Pirate Bay popularity grows as a result of raid


Yarrr! Swedish authorities raided the offices of The Pirate Bay – the web’s most infamous bit-torrent portal – in an effort to clamp down on illegal movie-downloading on the 31st of May just gone. Hollywood executives (distraught at the vast salary cuts that they’ve had to take as a result of the bit-torrent phenomena) were reported to be overjoyed at the news of the raid.
Only one problem: the resulting publicity has made the Pirate Bay even more famous than it was before, with a doubling of web traffic since the resulting hoopla and ‘will someone please think of the children?’ hand-wringing.

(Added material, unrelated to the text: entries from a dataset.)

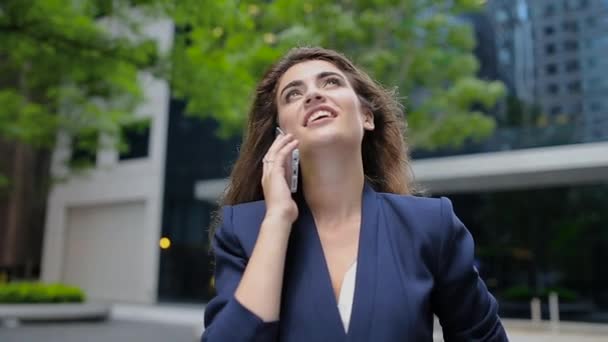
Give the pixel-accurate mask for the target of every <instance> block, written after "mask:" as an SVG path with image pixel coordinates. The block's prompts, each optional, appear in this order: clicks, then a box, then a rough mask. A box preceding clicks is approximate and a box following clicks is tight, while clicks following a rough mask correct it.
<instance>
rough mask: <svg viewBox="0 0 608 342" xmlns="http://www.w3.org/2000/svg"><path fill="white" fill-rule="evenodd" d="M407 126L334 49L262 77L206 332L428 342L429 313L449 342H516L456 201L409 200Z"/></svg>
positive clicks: (350, 339)
mask: <svg viewBox="0 0 608 342" xmlns="http://www.w3.org/2000/svg"><path fill="white" fill-rule="evenodd" d="M276 126H279V127H280V128H281V129H282V131H284V132H286V133H287V134H285V135H279V136H278V137H276V138H275V127H276ZM403 126H404V125H403V118H402V111H401V108H400V106H399V105H398V102H397V101H396V100H395V99H394V96H393V95H392V94H391V93H389V92H387V91H386V90H384V89H383V88H382V87H380V86H379V85H378V84H376V83H375V82H373V81H372V80H371V79H370V78H369V77H368V76H367V75H366V74H365V73H364V72H362V71H360V70H358V69H357V68H356V67H355V66H354V65H353V64H352V63H351V62H350V61H349V60H348V59H346V58H345V57H344V56H342V55H341V54H338V53H336V52H334V51H331V50H325V49H320V48H296V49H293V50H291V51H290V52H289V53H288V54H287V55H286V56H284V57H283V58H282V59H281V60H280V61H279V62H278V63H276V64H275V65H274V66H273V67H272V68H271V69H270V70H269V71H268V72H267V73H266V75H265V76H264V78H263V79H262V81H261V82H260V84H259V86H258V88H257V92H256V96H255V100H254V103H253V108H252V110H251V112H250V115H249V123H248V125H247V131H246V135H245V141H244V144H243V146H242V148H241V153H240V157H239V159H238V160H237V162H236V164H235V166H234V169H233V172H232V175H231V181H230V186H229V188H228V191H227V194H226V196H225V197H224V199H223V202H224V203H223V204H224V205H223V208H222V216H221V224H220V226H219V228H218V229H217V230H216V231H215V232H214V234H213V250H214V253H215V257H216V271H215V279H216V283H215V284H216V289H217V296H216V297H215V298H213V299H212V300H211V301H210V302H209V304H208V305H207V308H206V310H205V327H206V329H205V332H204V334H203V338H202V340H203V341H432V335H433V314H436V315H437V316H438V317H439V320H440V323H441V325H442V327H443V334H444V338H445V340H446V341H473V340H475V341H505V340H507V337H506V334H505V332H504V330H503V328H502V325H501V323H500V320H499V318H498V315H497V304H496V301H495V300H494V298H493V297H492V296H491V295H490V294H489V293H488V291H487V289H486V287H485V285H484V283H483V282H482V280H481V279H480V278H479V276H478V274H477V271H476V269H475V268H474V266H473V249H474V247H473V241H472V238H471V236H470V234H469V233H468V231H467V230H466V228H465V227H464V226H463V224H462V223H461V222H460V221H459V220H458V218H457V217H456V216H455V215H454V213H453V211H452V206H451V203H450V202H449V200H447V199H445V198H442V199H428V198H420V197H414V196H411V195H410V193H411V191H412V189H411V185H410V183H409V178H410V177H409V174H408V160H407V151H406V148H405V144H404V142H403V133H404V132H403V128H404V127H403ZM296 148H297V149H299V151H300V159H301V163H300V184H299V187H298V191H297V193H295V194H293V195H292V193H291V192H290V188H289V186H288V182H287V178H288V175H287V173H288V172H289V171H288V170H289V161H290V159H291V157H290V156H291V153H292V151H293V150H294V149H296Z"/></svg>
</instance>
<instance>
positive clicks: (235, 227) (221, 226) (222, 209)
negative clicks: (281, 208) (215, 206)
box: [220, 201, 266, 254]
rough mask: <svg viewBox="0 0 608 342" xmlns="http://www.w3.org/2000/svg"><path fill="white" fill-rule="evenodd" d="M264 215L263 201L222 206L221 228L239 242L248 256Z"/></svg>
mask: <svg viewBox="0 0 608 342" xmlns="http://www.w3.org/2000/svg"><path fill="white" fill-rule="evenodd" d="M265 213H266V205H265V203H264V201H254V202H246V203H239V204H234V205H224V206H223V207H222V209H221V220H222V224H221V228H220V229H226V230H228V233H229V234H231V235H233V236H234V237H235V238H236V239H238V240H239V243H240V244H241V245H242V246H243V248H244V249H245V250H246V252H247V254H250V253H251V251H252V250H253V246H254V245H255V241H256V240H257V236H258V233H259V230H260V225H261V224H262V220H263V219H264V214H265Z"/></svg>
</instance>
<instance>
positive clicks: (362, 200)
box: [286, 184, 378, 342]
mask: <svg viewBox="0 0 608 342" xmlns="http://www.w3.org/2000/svg"><path fill="white" fill-rule="evenodd" d="M302 203H303V205H301V208H300V218H299V219H298V221H296V224H295V225H294V227H293V230H292V233H291V238H290V245H289V253H288V255H289V260H288V262H287V264H286V266H287V269H286V275H287V277H288V278H289V283H290V284H289V287H290V289H291V288H292V287H293V288H294V289H295V288H296V287H297V288H298V290H297V291H296V292H292V291H291V290H290V291H289V292H290V296H297V297H298V298H304V299H303V300H301V301H300V300H297V303H298V304H299V305H304V306H306V309H305V310H304V311H307V312H312V313H314V317H307V319H310V320H313V321H314V322H317V324H316V327H317V329H316V330H317V332H318V334H319V336H320V339H319V340H323V341H336V342H339V341H368V338H369V333H370V328H371V321H372V319H371V318H372V317H373V314H374V297H375V294H376V271H377V268H378V264H377V259H378V257H377V225H378V203H377V198H376V192H375V191H374V190H373V189H372V188H371V186H370V185H368V184H365V186H364V189H363V200H362V205H361V206H362V216H361V229H360V232H359V247H358V254H357V276H356V279H355V294H354V298H353V308H352V313H351V317H350V325H349V331H348V334H346V333H345V331H344V326H343V325H342V319H341V318H340V313H339V311H338V307H337V303H336V298H335V297H334V293H333V289H332V287H331V278H330V275H329V270H328V268H327V263H326V261H325V256H324V254H323V247H322V245H321V240H320V238H319V235H318V232H317V228H316V225H315V222H314V218H313V216H312V213H311V212H310V209H309V208H308V206H307V205H306V203H305V202H304V201H302ZM293 282H301V283H299V284H297V283H293ZM289 309H295V308H289ZM301 309H303V308H301Z"/></svg>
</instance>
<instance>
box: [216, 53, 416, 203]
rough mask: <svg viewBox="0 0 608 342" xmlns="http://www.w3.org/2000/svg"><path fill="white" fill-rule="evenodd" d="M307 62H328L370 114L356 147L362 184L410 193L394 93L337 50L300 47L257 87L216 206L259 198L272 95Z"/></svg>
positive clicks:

You twats.

The Pirate Bay, one of the world’s most popular websites for illegal downloading of movies, has doubled its number of visitors after Swedish police shut down the site for three days, according to an Internet monitoring site, Swedish daily Dagens Nyheter said on Sunday.
Swedish authorities closed the site after several raids on May 31. The site reopened three days later using servers in The Netherlands.

The Pirate Bay

Damien DeBarra was born in the late 20th century and grew up in Dublin, Ireland. He now lives in London, England where he shares a house with four laptops, three bikes and a large collection of chairs.

1 comment

  1. How long, I wonder, before, thanks to satellite, we see off-shore pirate websites housed in repurposed tankers?
    Oh, wait, isn’t that how we listened to the Beatles from Germany in 1965? … and Hank Williams from Texas in 1940?